You do not want to ruin a frame. I have posted this information before, but it seems another reminder is in order.

Some oils are "siccative", meaning they "dry" ... really, they oxidize and form a hard substance, rather than evaporate, so "dry" is not a good word. Anyway, so-called boiled linseed oil from the hardware store is a siccative oil. Or if you go to an art store, you can get a variety of siccative oils ... walnut, poppy, hempseed, pine nut, castor. Other oils, like standard motor oil, olive oil, canola oil, and like the mineral oil in baby oil, never "dry"; they stay runny virtually forever. Your frame may absorb a non-siccative oil, but it will always feel oily to your hand. But a siccative oil will set up to a hard finish.

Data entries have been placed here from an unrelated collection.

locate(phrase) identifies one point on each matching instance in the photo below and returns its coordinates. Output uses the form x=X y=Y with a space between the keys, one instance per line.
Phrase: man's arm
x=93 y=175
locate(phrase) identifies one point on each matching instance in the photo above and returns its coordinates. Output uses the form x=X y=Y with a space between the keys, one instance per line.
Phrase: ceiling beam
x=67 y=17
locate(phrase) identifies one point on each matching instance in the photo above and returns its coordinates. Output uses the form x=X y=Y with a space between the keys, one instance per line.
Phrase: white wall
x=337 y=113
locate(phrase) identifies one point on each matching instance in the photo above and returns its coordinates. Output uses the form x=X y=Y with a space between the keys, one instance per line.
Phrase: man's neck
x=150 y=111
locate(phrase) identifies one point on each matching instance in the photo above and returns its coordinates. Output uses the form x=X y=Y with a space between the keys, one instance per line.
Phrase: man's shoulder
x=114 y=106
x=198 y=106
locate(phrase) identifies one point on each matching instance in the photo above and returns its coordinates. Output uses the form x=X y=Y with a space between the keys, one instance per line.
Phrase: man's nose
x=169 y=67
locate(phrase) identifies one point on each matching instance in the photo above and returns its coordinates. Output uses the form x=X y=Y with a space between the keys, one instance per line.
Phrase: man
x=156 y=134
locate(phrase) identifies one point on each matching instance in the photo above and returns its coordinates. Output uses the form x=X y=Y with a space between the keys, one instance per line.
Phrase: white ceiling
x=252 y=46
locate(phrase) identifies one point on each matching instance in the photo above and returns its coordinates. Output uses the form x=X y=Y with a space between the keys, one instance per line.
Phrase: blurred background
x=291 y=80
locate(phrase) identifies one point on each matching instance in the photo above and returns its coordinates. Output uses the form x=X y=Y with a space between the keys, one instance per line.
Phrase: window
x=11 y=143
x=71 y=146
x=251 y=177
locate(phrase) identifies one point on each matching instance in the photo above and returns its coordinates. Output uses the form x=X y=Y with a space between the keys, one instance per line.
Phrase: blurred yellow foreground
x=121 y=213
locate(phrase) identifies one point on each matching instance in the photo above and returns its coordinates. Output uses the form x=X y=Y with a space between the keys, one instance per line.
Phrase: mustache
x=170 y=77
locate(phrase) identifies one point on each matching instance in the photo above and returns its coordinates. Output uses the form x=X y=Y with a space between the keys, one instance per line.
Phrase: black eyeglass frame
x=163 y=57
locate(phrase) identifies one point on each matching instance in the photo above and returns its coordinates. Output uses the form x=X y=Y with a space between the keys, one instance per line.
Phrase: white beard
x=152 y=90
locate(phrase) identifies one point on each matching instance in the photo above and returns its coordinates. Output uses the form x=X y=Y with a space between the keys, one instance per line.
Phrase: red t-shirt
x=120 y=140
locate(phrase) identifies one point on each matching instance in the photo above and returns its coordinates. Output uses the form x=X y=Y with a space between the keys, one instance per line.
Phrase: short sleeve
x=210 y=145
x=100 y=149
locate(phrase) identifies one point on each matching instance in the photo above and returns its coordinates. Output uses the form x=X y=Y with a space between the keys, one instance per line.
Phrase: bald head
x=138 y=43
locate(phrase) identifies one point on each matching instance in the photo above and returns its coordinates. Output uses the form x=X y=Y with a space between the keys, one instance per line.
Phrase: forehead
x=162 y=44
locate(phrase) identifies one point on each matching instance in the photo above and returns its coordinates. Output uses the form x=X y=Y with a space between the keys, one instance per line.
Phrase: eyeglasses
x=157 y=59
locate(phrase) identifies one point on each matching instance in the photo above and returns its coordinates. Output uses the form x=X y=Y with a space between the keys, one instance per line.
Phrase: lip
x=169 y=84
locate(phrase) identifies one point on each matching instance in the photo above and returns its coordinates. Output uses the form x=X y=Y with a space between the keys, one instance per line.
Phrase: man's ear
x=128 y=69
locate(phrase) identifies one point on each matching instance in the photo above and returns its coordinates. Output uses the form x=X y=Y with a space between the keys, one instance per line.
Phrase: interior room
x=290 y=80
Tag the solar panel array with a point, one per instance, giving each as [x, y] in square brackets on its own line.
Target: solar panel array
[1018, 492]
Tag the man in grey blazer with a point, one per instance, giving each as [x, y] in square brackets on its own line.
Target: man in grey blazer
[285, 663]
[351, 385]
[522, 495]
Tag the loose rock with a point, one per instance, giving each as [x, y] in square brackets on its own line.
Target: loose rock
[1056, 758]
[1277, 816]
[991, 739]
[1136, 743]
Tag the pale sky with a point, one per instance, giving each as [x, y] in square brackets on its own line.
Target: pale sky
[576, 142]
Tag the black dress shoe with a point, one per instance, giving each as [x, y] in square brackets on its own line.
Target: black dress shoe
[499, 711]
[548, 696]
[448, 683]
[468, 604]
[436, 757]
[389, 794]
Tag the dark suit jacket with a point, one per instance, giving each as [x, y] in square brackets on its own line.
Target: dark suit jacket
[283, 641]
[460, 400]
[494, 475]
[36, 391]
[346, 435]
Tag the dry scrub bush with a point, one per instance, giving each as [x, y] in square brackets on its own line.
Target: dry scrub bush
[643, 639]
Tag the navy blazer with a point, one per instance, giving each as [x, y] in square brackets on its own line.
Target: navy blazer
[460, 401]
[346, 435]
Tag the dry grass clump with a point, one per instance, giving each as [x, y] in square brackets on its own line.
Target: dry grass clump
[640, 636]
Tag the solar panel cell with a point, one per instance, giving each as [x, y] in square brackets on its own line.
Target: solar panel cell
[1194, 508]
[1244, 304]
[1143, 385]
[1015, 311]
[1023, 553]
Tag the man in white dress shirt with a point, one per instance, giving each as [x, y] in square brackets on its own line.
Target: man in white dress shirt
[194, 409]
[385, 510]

The phrase "boiled linseed oil" refers to an old process of making linseed oil set up faster ... basically it involved a very careful and controlled heating and cooling process. These days, "boiled linseed oil" is made by a chemical process, with the addition of hardeners, which has the same effect.

I would seriously avoid motor oil or vegetable oil from the grocery. Go to a hardware or paint store and they should have boiled linseed oil.

As an alternative, you could use paraffin wax or bees wax. Surely you can find candles at some local store.

Cheers ...... Charles


----------



## DaveSteve (May 16, 2012)

Charles said:


> You do not want to ruin a frame. I have posted this information before, but it seems another reminder is in order.
> 
> Some oils are "siccative", meaning they "dry" ... really, they oxidize and form a hard substance, rather than evaporate, so "dry" is not a good word. Anyway, so-called boiled linseed oil from the hardware store is a siccative oil. Or if you go to an art store, you can get a variety of siccative oils ... walnut, poppy, hempseed, pine nut, castor. Other oils, like standard motor oil, olive oil, canola oil, and like the mineral oil in baby oil, never "dry"; they stay runny virtually forever. Your frame may absorb a non-siccative oil, but it will always feel oily to your hand. But a siccative oil will set up to a hard finish.
> 
> ...


Thanks Charles. Great info.


----------



## Northerner (Nov 9, 2010)

Tung oil is a good alternative to Linseed oil.


----------